Heroes of Heaven Sword and Dragon Saber
Heaven Sword and Dragon Saber

My enthusiasm for wuxia as an art/entertainment form is large enough that most folks don’t ask me this question. Because I seem to enjoy it so much it must be good! Right? But still, it is a very qood question.

First, I think wuxia makes an excellent base for role-playing games. Wuxia books, TV series and movies are filled with perfect examples of heroes fighting villains, of adventuring bands foiling insurmountable evil and dramatic character arcs alongside outstanding action. Watching a single Shaw Brothers movie will give you a metric ton of gaming ideas, from devious plots, overt character examples, ingenious weapons, wicked traps, three dimensional battle sets and awesomely cool action.

As a GM I’ve got plenty of material to draw upon when developing adventures for my players. This works for players too. Simply watch a few movies from the genre and you’ll have a huge number of example character motivations and characteristics to draw upon.

Second, so much of the genre is already familiar to players of fantasy games. Yes, there is much that is different but I can get players to try Art of Wuxia by asking them if they like fantasy RPGs and if they would like to see what it is like with high flying kung fu action mixed in. They smile, join my table and have a darn good time. The genre is much deeper than this, of course, but getting people in the door is not as hard as other genres. At least that is what I find.

Just look at the commonalities of traditional fantasy with the wuxia genre: party of adventurers (check), delving into ancient tombs (check), fighting bad guys (check). If your wuxia has magic and monsters (and many examples do), you can see how similar it is. There are many differences and nuances but that can wait until after you have player characters swinging swords and facing master villains.

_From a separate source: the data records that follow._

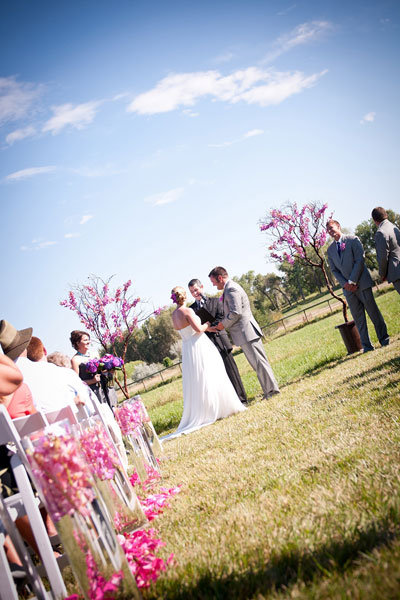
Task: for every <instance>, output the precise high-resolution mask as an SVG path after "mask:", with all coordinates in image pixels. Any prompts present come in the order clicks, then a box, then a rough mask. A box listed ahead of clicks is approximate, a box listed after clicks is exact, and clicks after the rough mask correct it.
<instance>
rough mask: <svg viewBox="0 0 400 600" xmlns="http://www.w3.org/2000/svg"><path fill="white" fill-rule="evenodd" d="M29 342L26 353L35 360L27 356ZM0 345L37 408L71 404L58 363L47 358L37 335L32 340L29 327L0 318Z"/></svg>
mask: <svg viewBox="0 0 400 600" xmlns="http://www.w3.org/2000/svg"><path fill="white" fill-rule="evenodd" d="M30 344H31V347H30V356H31V358H34V359H35V360H36V362H34V361H32V360H29V358H28V347H29V345H30ZM0 345H1V347H2V349H3V352H4V354H5V355H6V356H8V357H9V358H11V360H14V362H15V363H16V365H17V367H18V368H19V369H20V371H21V373H22V375H23V378H24V383H25V384H26V385H27V386H28V387H29V389H30V392H31V394H32V398H33V403H34V405H35V408H36V409H37V410H39V411H43V412H50V411H53V410H57V409H60V408H63V407H64V406H68V405H70V406H72V408H75V403H74V402H71V390H70V389H69V388H68V386H67V385H66V384H65V381H63V379H62V377H60V375H59V369H58V367H56V366H55V365H51V364H50V363H48V362H47V360H46V351H45V349H44V346H43V344H42V342H41V341H40V340H39V338H34V340H33V341H32V328H31V327H29V328H28V329H22V330H20V331H18V330H17V329H15V327H13V325H11V323H9V322H8V321H5V320H3V321H1V322H0ZM75 410H76V408H75Z"/></svg>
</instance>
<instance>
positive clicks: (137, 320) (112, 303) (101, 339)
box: [60, 275, 162, 398]
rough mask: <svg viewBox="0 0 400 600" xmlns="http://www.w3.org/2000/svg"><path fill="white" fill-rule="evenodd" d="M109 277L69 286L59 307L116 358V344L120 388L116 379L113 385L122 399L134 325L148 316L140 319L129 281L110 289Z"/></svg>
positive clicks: (125, 383) (147, 314)
mask: <svg viewBox="0 0 400 600" xmlns="http://www.w3.org/2000/svg"><path fill="white" fill-rule="evenodd" d="M113 277H114V276H113V275H112V276H111V277H109V278H108V279H106V280H103V279H102V278H101V277H98V276H97V275H90V277H88V279H89V283H88V284H85V285H81V284H77V285H75V286H73V287H72V289H71V291H70V292H69V293H68V298H67V299H66V300H62V301H61V302H60V304H61V306H65V307H66V308H69V309H70V310H72V311H73V312H75V313H76V314H77V315H78V317H79V320H80V322H81V323H82V325H83V326H84V327H85V329H87V330H88V331H90V332H91V333H92V334H93V335H94V337H95V338H96V339H97V341H98V342H99V344H100V345H101V346H102V348H103V349H104V351H105V352H110V351H112V352H113V353H114V354H116V353H117V351H116V342H117V341H118V342H120V343H119V347H121V345H122V352H121V351H120V352H119V354H120V355H121V358H122V359H123V361H124V364H123V365H122V367H121V368H122V372H123V376H124V377H123V384H122V385H121V383H120V382H119V381H118V379H117V380H116V381H117V384H118V386H119V388H120V389H121V391H122V392H123V394H124V396H125V398H129V392H128V385H127V377H126V369H125V356H126V351H127V348H128V343H129V340H130V339H131V337H132V335H133V332H134V330H135V329H136V328H137V327H138V324H139V323H140V322H141V321H145V320H146V319H147V318H148V317H149V316H150V315H148V314H147V315H146V316H144V317H143V316H142V311H139V310H138V309H137V307H138V306H140V303H141V300H140V298H134V297H133V296H131V295H130V293H129V292H130V287H131V285H132V281H131V280H130V279H129V280H128V281H126V282H125V283H124V284H123V285H122V286H120V287H117V288H115V289H111V287H110V282H111V280H112V278H113ZM161 310H162V309H161V308H158V309H156V310H155V311H153V312H152V313H151V314H154V315H158V314H160V312H161Z"/></svg>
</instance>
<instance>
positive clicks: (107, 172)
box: [71, 164, 126, 177]
mask: <svg viewBox="0 0 400 600" xmlns="http://www.w3.org/2000/svg"><path fill="white" fill-rule="evenodd" d="M71 171H72V173H75V174H76V175H81V176H82V177H109V176H111V175H120V174H121V173H126V170H124V169H117V168H116V167H114V165H112V164H106V165H100V166H96V167H79V168H78V169H71Z"/></svg>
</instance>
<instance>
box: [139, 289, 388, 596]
mask: <svg viewBox="0 0 400 600" xmlns="http://www.w3.org/2000/svg"><path fill="white" fill-rule="evenodd" d="M378 304H379V305H380V308H381V310H382V312H383V314H384V316H385V319H386V321H387V323H388V328H389V332H390V334H391V344H390V346H389V347H387V348H380V347H377V349H376V351H375V352H370V353H368V354H365V355H363V354H361V353H358V354H355V355H351V356H346V351H345V348H344V346H343V344H342V342H341V339H340V337H339V333H338V332H337V331H336V330H335V329H334V326H335V325H336V324H338V323H339V322H340V320H341V319H340V315H339V314H337V315H332V316H330V317H328V318H325V319H323V320H321V321H318V322H316V323H314V324H312V325H309V326H307V327H305V328H303V329H299V330H297V331H294V332H292V333H289V334H287V335H286V336H284V337H280V338H278V339H275V340H272V341H271V342H269V343H267V344H266V348H267V353H268V356H269V358H270V360H271V363H272V365H273V368H274V370H275V373H276V375H277V378H278V380H279V383H280V385H281V394H280V395H279V396H277V397H274V398H273V399H272V400H269V401H261V400H260V399H259V397H260V394H261V390H260V388H259V385H258V381H257V379H256V377H255V376H254V373H253V372H252V371H251V369H250V368H249V367H248V365H247V363H246V361H245V358H244V357H243V355H239V356H238V357H237V362H238V365H239V369H240V372H241V374H242V375H243V380H244V382H245V386H246V389H247V391H248V394H249V397H250V398H252V403H251V405H250V406H249V408H248V410H247V411H246V412H244V413H241V414H239V415H235V416H233V417H230V418H228V419H225V420H223V421H219V422H217V423H215V424H214V425H212V426H209V427H206V428H203V429H202V430H200V431H198V432H194V433H193V434H191V435H189V436H184V437H182V438H178V439H176V440H171V441H169V442H167V443H166V444H165V453H166V456H165V459H164V460H163V462H162V472H163V475H164V480H163V485H166V486H169V485H176V484H181V485H182V491H181V493H180V494H179V495H178V496H177V497H176V498H174V500H173V501H172V502H173V503H172V506H171V508H170V509H168V510H167V511H165V513H164V514H163V515H162V516H161V517H160V518H159V519H158V520H157V521H155V522H154V525H155V527H156V529H157V531H158V532H159V534H160V537H161V538H162V539H163V540H164V541H165V542H166V548H165V555H168V554H169V553H170V552H173V553H174V554H175V558H176V562H175V565H174V566H172V567H169V568H168V570H167V571H166V572H165V573H164V574H163V575H162V576H161V577H160V579H159V580H158V581H157V583H155V584H154V585H153V586H152V587H151V588H150V589H149V590H146V591H145V592H144V597H145V598H146V599H154V598H164V599H167V598H171V599H182V600H183V599H191V598H198V599H202V600H203V599H210V600H211V599H226V598H229V599H234V598H238V599H242V598H243V599H247V598H249V599H250V598H252V599H253V598H254V599H257V600H262V599H264V598H274V599H275V598H276V599H277V598H279V599H281V598H285V599H288V598H324V599H325V598H335V599H339V598H340V599H341V598H385V599H386V598H393V599H394V598H399V597H400V536H399V532H400V478H399V475H400V444H399V442H400V405H399V404H400V403H399V383H400V358H399V354H400V335H399V334H400V298H399V296H398V294H396V293H395V292H389V293H387V294H385V295H382V296H380V297H379V298H378ZM370 331H371V333H372V332H373V328H371V327H370ZM372 338H373V341H374V343H375V342H376V338H375V337H374V335H372ZM378 346H379V345H378ZM181 396H182V391H181V381H180V380H177V381H174V382H172V383H171V384H168V385H165V386H162V387H160V388H158V389H156V390H153V391H151V392H148V393H147V394H143V395H142V397H143V399H144V401H145V403H146V405H147V406H148V408H149V412H150V416H151V417H152V420H153V422H154V423H155V424H156V426H157V429H158V431H159V432H163V433H166V432H168V431H170V430H171V429H173V428H175V427H176V425H177V424H178V422H179V419H180V415H181V412H182V397H181Z"/></svg>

Third, the D00Lite rules used by BareBones Fantasy and Covert Ops by DwD Studios is an easy to learn game system with much more interesting combat and character development than you would think of games this size. I can teach the basics of how to play Art of Wuxia in two minutes or less. Yet my veteran players continue to amaze me with their interesting character builds and creative exploits when the action is on. It is a subtle system that I think really shines the more you play it.

Fourth, campaign play is very important to me. I simply must have a game that supports long-term play so that my players and their characters can really come together as a team and they can sink their teeth in a world rich with adventure possibilities. Art of Wuxia supports long term character growth and has many tools for the GM to build adventures, villains, monsters, treasure, traps, magic, poisons and more. It also has a setting laid out in broad terms to be developed as play continues. The setting can also be ignored for one entirely of the GM’s making. It doesn’t matter.

Fifth and final reason is that the game rules support cinematic wuxia action very very well. Player characters can wade through unimportant NPCs and have amazing battles with other kung fu experts and face off against master villains with fists, swords and spells! The game uses a press-your-luck system where defense is an action. The more offensive you take things the less you’ll have for defense. This aligns perfectly with wuxia action.

So why Art of Wuxia!? It is a game that has many good adventure sources to draw upon, ease of entry to those familiar with fantasy RPGs, a rules system that is easy to learn supports campaign play, and the action is simply beautiful!

We are currently well into testing all aspects of campaign play and the game is shaping up very nicely.